VW-Das Fraud: the disruptive innovation that disrupted a company

VW_LemonIn 1960, Volkswagen wanted to enter in the American market, and decided to launch an innovative advertising campaign by BBDO. This ad, and another from the same period (“Think Small) are considered one of the best ads ever, creating a creative revolution in the ad industry. The campaign positioned the brand as different, almost contra-cultural, self-deprecating, and cool. Fast forward to present times.  After a series of clever ads such the one aired at the 2011 Superbowl, which were loved and shared through social media, VW enters into a phase of reputational crisis that can seriously affect the company as we know. Is a VW an authentic “lemon” now?
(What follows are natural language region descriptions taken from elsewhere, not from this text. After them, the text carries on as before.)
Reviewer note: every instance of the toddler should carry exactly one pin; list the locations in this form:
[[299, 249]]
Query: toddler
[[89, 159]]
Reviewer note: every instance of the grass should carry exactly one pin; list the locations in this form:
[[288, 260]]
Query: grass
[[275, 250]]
Can a brand survive such a fraud to consumer’s trust?

This kind of crisis is dramatic, not only due to its gigantic financial proportion, but due to its characteristic: it can be classified as a transgression, using Coombs & Halladay typology (1996), which means it was crisis that was created internally and intentionally. In this case, the customer’s sympathy is not on the company’s side, naturally. And as a consequence, image repair will be tougher.

However, more than a brand’s crisis (and it’s ironic that I’m starting my new blog with a post on crisis management), I see this case as a crisis of a certain type of marketing, which is very focused on the creation of a better mousetrap. This is the typical functional benefit trap that Holts and Cameron (2010) warns us, and actually, it can be successful – but only if it is truly demonstrable, which we know now it didn’t happen in VW´s case.  Contrary to their ads, VW diesel cars were not clean. And now everything the brand stood for turned to smoke.